“You’ll go aft at once, Mr Matthews,” he said, waving him away with his outstretched arm. “Another such dereliction from duty and you shall come forrud altogether, as you appear to like the fo’c’s’le so well. I have made you third officer; but bear in mind that if I possess the power to make, I can break too!”
It was now Tim Rooney’s turn, the captain wheeling round on him as soon as he’d done with Matthews.
“Really, bosun,” he said, “I didn’t think a respectable man like you would encourage two boys to fight like that!”
“Bedad it wor ownly to privint their bein’ onfrindly, sorr,” pleaded Tim, looking as much ashamed as his comical twinkling left eye would permit. “I thought it’d save a lot av throuble arterwards, spakin’ as regards mesilf, sorr; fur I’m niver at paice onless I’m in a row, sure!”
“Ha, a nice way of making friends—pummelling each other to pieces and upsetting my ship,” retorted Captain Gillespie. But, as Tim Rooney made no answer, thinking discretion the better part of valour in this instance, and going up into the bows as if to look out forward, the captain then addressed me: “Graham!”
“Yes, sir,” said I, awaiting my sentence with some trepidation. “I’m very sorry, sir, for what has happened, I—”
“There, I want no more jaw,” he replied, hastily snapping me up before I could say another word. “I saw all that occurred, though neither of you thought I was looking.

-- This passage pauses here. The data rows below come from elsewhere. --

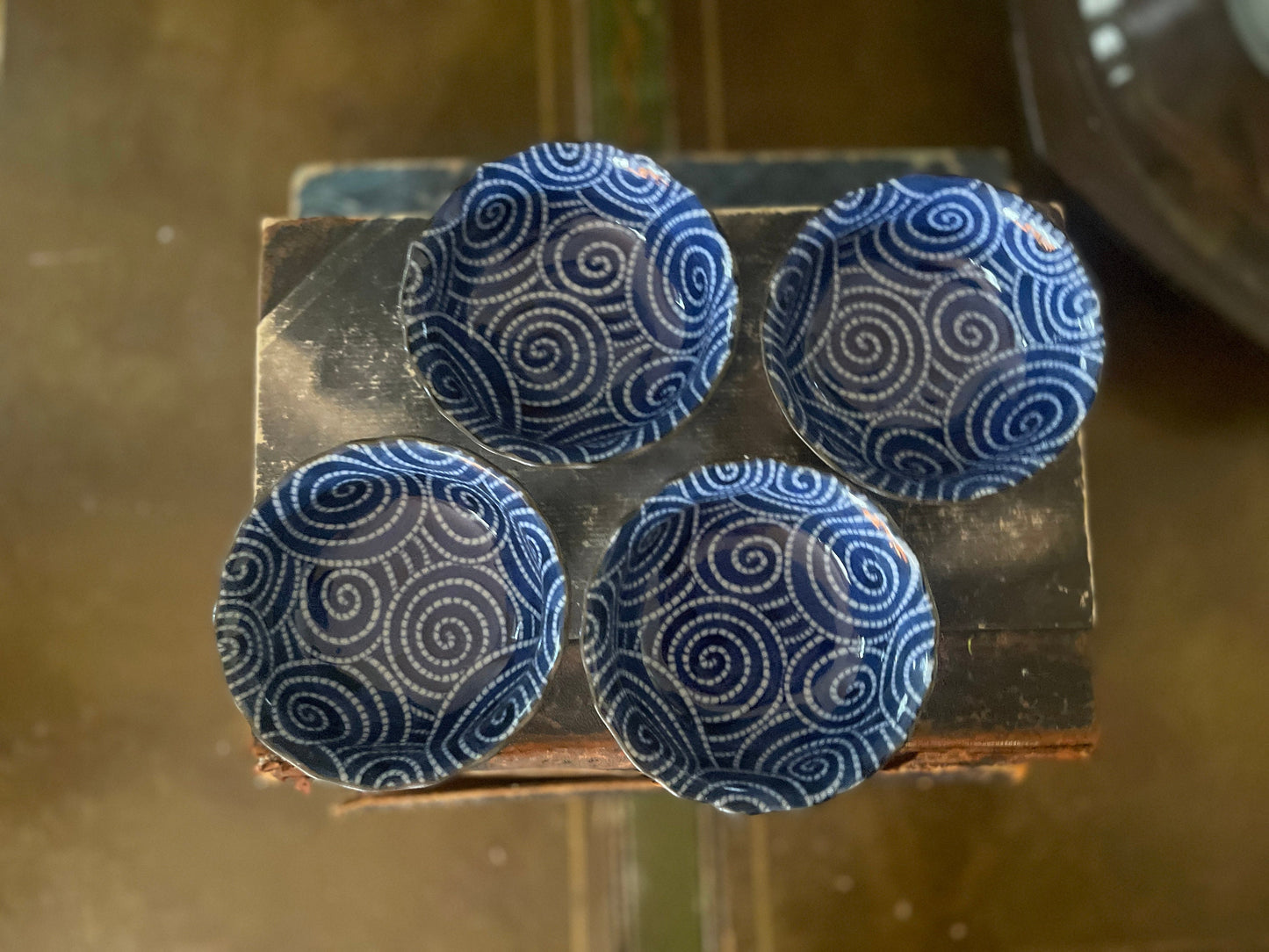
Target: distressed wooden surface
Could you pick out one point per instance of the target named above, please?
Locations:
(1010, 574)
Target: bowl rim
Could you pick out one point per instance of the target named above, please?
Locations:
(479, 462)
(732, 316)
(855, 496)
(1051, 213)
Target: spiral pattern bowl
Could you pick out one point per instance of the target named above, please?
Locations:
(758, 638)
(933, 338)
(569, 304)
(390, 613)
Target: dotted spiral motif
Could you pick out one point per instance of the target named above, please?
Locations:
(570, 304)
(390, 615)
(933, 338)
(758, 638)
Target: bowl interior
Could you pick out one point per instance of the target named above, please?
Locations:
(933, 338)
(390, 613)
(758, 638)
(569, 304)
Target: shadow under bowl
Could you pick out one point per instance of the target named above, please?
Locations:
(390, 615)
(758, 638)
(933, 338)
(569, 304)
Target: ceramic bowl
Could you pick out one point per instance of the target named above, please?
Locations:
(569, 304)
(933, 338)
(758, 638)
(390, 613)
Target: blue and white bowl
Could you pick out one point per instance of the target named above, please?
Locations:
(570, 304)
(390, 615)
(933, 338)
(758, 638)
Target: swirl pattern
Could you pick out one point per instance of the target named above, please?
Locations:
(758, 638)
(390, 615)
(570, 304)
(933, 338)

Weeks rushed at you, and you hit him; and then this precious hot-headed bosun of mine made you ‘have it out,’ as he calls it, in ‘a friendly way,’ the idiot, in his Irish bull fashion! But, as I told you, I won’t have any fighting here, either between boys or men, and when I say a thing I mean a thing; so, to show I allow no relaxation of discipline on board so long as I’m captain, Master Graham, you’ll be good enough to remain on deck to-night instead of going to bed, and will keep the middle watch from ‘eight bells’ to morning.”
“Very good, sir,” I replied, bowing politely, having already taken off my cap on his speaking to me; and I then went back to our deck-house cabin and had a lie down, as I felt pretty tired. Ching Wang, however, came to rouse me up soon afterwards with a pannikin of hot coffee, his way of showing his appreciation of my conduct in the fray, and I subsequently went with Tim Rooney to see the starling—which made me quite forget all about being tired and having to stop up all night, and that Tom Jerrold had escaped any punishment for his presence at the fight!

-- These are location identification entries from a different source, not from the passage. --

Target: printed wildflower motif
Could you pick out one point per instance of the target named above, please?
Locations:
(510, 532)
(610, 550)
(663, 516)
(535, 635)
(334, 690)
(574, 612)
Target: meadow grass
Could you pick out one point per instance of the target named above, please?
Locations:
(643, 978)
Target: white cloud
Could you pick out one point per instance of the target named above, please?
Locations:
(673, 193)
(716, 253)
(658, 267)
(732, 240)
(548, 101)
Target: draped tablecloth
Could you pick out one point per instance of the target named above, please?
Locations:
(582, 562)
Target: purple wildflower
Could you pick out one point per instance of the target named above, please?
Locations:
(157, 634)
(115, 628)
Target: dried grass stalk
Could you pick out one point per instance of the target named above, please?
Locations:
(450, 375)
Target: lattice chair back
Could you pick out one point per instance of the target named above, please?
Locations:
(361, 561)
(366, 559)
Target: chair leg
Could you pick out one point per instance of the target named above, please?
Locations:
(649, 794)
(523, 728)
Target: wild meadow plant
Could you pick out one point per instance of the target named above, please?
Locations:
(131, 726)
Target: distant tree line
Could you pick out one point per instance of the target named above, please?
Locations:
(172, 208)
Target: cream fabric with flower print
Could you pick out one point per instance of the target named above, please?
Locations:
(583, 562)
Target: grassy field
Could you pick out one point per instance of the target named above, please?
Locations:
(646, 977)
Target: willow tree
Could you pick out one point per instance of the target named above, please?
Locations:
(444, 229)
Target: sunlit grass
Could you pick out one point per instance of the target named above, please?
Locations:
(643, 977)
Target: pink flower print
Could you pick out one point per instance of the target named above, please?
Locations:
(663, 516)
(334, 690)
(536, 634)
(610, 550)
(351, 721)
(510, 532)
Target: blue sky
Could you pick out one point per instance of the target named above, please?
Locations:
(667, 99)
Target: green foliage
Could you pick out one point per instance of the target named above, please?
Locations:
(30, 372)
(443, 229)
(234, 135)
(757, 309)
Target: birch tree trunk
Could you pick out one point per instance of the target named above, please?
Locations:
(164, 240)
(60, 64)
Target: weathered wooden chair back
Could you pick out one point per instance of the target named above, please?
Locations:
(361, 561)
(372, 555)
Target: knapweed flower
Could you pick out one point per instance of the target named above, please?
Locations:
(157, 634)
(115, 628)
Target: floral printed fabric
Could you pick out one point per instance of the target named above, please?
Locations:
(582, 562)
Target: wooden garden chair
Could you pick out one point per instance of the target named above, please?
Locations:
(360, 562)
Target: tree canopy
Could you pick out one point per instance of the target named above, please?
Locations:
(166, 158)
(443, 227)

At eight o’clock, when it was quite dark, we passed Beachy Head, seeing the light in the distance; and then, feeling hungry again, I went to the steward in the cuddy and got something to eat, meeting there poor Weeks, whom the captain had only just called down from his perch in the mizzen-top, very cold and shivery from being so long up there in his wet clothes in the night air.
He looked rather grimly at me, and from the light in the saloon I noticed that he had a lovely pair of black eyes; but, on my stretching out my hand to him, we made friends, and agreed to bury all the disagreeable occurrences of the day in oblivion.